Just months ago, Petersen took to social media to say that “society is safer when people exercise their right to carry.”
But now his answer is more nuanced.
“Well, if you’re in a public space, yeah, I mean, you have the right to carry, that doesn’t go away. What you can’t do is interfere with what is happening with ICE,” Petersen said.
He affirmed that lawmakers will defend Arizonans’ constitutional rights but said that he also agrees with the president that people shouldn’t bring guns to protests.
“To bring a weapon to a protest, yeah, that’s probably not the best idea,” Petersen said.
‘Contradictory’
Rep. Oscar De Los Santos, the top Democrat in the Arizona House, called the change of tune from some Republicans on when and where guns are appropriate hypocritical.
“I mean, there’s no question it’s contradictory. They’ve shown up to protest with guns right where we’re standing, semi-automatic weapons,” said De Los Santos, who has seen Republican leaders resist any effort to regulate guns in the name of the Second Amendment.
Howard Fischer/Capitol Media Services
And, in something of a role reversal, it is Democrats like Sundareshan and Fernandez who are more unequivocal in their defense of Arizonans’ right to bear arms than their Republican counterparts.

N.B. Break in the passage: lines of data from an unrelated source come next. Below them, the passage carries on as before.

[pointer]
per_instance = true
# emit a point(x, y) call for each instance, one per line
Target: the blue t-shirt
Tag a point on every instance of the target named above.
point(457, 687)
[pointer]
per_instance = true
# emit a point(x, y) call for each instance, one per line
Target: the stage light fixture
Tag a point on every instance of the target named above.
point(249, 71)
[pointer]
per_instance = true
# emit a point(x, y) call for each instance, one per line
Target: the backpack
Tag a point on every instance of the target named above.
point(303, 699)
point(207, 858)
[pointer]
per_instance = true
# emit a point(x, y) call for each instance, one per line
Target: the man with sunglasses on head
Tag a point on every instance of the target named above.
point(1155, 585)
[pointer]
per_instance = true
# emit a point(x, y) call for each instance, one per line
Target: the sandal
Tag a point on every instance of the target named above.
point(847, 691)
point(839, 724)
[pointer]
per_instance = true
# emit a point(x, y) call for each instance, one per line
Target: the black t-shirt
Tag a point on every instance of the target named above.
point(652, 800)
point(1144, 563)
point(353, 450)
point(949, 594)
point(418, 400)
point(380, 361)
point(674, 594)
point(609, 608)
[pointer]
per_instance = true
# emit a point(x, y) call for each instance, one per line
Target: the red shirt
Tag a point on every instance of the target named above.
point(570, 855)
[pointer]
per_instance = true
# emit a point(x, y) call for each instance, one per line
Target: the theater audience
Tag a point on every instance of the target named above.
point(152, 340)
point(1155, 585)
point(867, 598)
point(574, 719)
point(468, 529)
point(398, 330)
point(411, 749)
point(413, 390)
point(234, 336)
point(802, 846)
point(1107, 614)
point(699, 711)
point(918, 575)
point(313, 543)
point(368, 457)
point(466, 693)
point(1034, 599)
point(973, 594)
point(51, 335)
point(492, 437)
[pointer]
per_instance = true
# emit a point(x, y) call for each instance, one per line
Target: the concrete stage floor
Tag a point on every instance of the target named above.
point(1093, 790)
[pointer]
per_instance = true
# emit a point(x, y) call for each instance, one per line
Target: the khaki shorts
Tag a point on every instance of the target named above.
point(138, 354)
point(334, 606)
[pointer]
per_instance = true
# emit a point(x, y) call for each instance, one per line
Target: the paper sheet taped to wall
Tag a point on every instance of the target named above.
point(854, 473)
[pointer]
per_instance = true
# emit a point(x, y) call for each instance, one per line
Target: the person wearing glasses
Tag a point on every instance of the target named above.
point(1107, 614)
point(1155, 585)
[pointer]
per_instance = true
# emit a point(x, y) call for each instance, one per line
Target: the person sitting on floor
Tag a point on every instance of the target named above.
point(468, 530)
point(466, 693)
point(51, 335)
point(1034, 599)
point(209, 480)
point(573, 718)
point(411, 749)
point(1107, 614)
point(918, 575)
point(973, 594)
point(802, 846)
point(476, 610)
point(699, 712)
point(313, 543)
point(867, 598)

“Arizona Republicans are completely silent right now as the Trump administration is violating a whole host of our constitutional rights, including the Second Amendment, so it is a strange world we live in,” Sundareshan said. “But Democrats are here to say, we recognize the constitutional rights that exist in our Bill of Rights and elsewhere, and we’re here to defend them.”
But they are also concerned that people exercising those rights could now have a target on their back as reports roll in that federal immigration agents are increasing their presence in Arizona.